Desde mi punto de vista, el 2026 promete ser otro año más de récords históricos y obliga a poner a prueba todo lo que el mercado descontó el año anterior. Gran parte de las subidas bursátiles del año pasado se concentraron en un número reducido de compañías tecnológicas, con múltiplos históricamente exigentes y expectativas de crecimiento casi perfectas. El mercado aceptó márgenes futuros aún no demostrados y flujos de caja prometidos, pero no siempre materializados.

Este año creo que el mercado va a ser algo menos indulgente y va a comenzar a exigir más visibilidad en beneficios, cashflow y balances saneados y todo va a entrar en una especie de proceso de selección natural. Empresas capaces de transformar inversión en IA en crecimiento tangible y rentabilidad sostendrán valoraciones elevadas, mientras que las que han vivido básicamente de expectativas sufrirán ajustes propios del final de los fastos. A esta purga de excesos se va a sumar un entorno macroeconómico seguramente menos complaciente. El crecimiento global se modera, los déficits públicos pesan más y el margen de maniobra fiscal es limitado. La política monetaria, menos restrictiva que en años anteriores, deja claro que el dinero no volverá a ser gratis. El relevo en la Reserva Federal y el tono que adopte su nueva dirección serán claves para determinar si el mercado puede sostener múltiplos elevados o si, por el contrario, se impone una normalización más severa.
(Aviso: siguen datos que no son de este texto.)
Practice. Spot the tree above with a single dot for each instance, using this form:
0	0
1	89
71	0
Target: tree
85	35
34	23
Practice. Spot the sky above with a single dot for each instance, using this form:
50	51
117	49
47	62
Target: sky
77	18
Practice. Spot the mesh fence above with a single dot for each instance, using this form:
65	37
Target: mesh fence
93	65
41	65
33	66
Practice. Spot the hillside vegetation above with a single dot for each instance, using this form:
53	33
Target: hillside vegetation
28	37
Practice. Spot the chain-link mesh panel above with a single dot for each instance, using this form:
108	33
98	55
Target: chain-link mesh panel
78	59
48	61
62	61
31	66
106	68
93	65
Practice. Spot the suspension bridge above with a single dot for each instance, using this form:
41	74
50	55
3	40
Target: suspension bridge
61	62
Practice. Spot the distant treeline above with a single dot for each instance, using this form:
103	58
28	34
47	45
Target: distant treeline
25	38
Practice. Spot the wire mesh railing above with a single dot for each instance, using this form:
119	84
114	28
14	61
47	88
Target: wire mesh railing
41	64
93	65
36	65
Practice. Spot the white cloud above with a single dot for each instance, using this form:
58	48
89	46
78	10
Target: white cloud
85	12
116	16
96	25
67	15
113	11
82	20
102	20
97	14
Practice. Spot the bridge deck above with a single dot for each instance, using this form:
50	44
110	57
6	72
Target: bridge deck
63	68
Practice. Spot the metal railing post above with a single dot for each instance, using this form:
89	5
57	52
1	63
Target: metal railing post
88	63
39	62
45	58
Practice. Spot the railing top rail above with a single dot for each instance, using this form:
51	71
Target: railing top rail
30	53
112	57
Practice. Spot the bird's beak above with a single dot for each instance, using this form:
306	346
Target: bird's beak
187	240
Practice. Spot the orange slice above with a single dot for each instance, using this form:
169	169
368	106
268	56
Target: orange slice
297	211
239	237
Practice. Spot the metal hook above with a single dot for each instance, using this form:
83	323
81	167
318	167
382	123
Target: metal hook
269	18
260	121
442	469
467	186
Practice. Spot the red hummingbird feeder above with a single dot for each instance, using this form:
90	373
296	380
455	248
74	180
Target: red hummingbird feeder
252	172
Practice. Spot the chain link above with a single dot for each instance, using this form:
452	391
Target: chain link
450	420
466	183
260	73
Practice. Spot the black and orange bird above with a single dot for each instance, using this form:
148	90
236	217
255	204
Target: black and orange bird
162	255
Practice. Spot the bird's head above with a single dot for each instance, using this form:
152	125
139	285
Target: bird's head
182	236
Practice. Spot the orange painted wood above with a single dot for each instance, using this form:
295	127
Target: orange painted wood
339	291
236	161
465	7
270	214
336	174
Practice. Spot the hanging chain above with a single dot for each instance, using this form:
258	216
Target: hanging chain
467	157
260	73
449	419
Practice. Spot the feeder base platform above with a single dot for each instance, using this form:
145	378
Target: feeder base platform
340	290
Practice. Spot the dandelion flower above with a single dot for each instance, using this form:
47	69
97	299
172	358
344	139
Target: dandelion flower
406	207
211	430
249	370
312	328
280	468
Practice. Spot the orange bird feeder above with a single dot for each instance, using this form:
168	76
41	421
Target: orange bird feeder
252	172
Y no me quiero olvidar de la geopolítica que vuelve a ocupar un lugar central en la narrativa de mercado. Estados Unidos redefine su estrategia internacional, con un enfoque más claro en proteger su área de influencia económica y contener a China. Esta fragmentación del comercio global introduce fricciones adicionales en las cadenas de suministro, presiona márgenes empresariales y obliga a muchas compañías a replantear inversiones y localización productiva. La globalización eficiente da paso a una globalización más cara y más política. Y en estos procesos siempre hay ganadores y perdedores.

Europa y España no son ajenas a este escenario. En el Viejo Continente, el 2026 será un año de equilibrio incómodo entre disciplina fiscal y necesidad de inversión estratégica: defensa, energía y tecnología. Para España, el reto será sostener crecimiento y empleo en un entorno de mayor presión regulatoria y menor viento de cola externo. Los mercados mirarán con lupa la evolución del déficit, la deuda, al gobierno y la capacidad de mantener la confianza inversora.

Si el 2025 fue un año «adolescente» creo que el 2026 se perfila como el año en el que el mercado entra en una fase «más adulta». Un año donde los beneficios importan más que las promesas, donde las valoraciones se justifican con números y no con narrativas, y donde la volatilidad deja de ser una anomalía para convertirse en una constante. Así que, no espero colapsos generalizados, pero tampoco de subidas fáciles. En cualquier caso, como siempre les digo… es difícil dar una recomendación generalizada de si esto o aquello es lo que deben comprar o vender porque cada inversor tiene su perfil de riesgo y cada uno tiende a percibir la realidad de una manera diferente. Pero si algo puedo decir es que deben estar invertidos… y si hay correcciones… comprar más.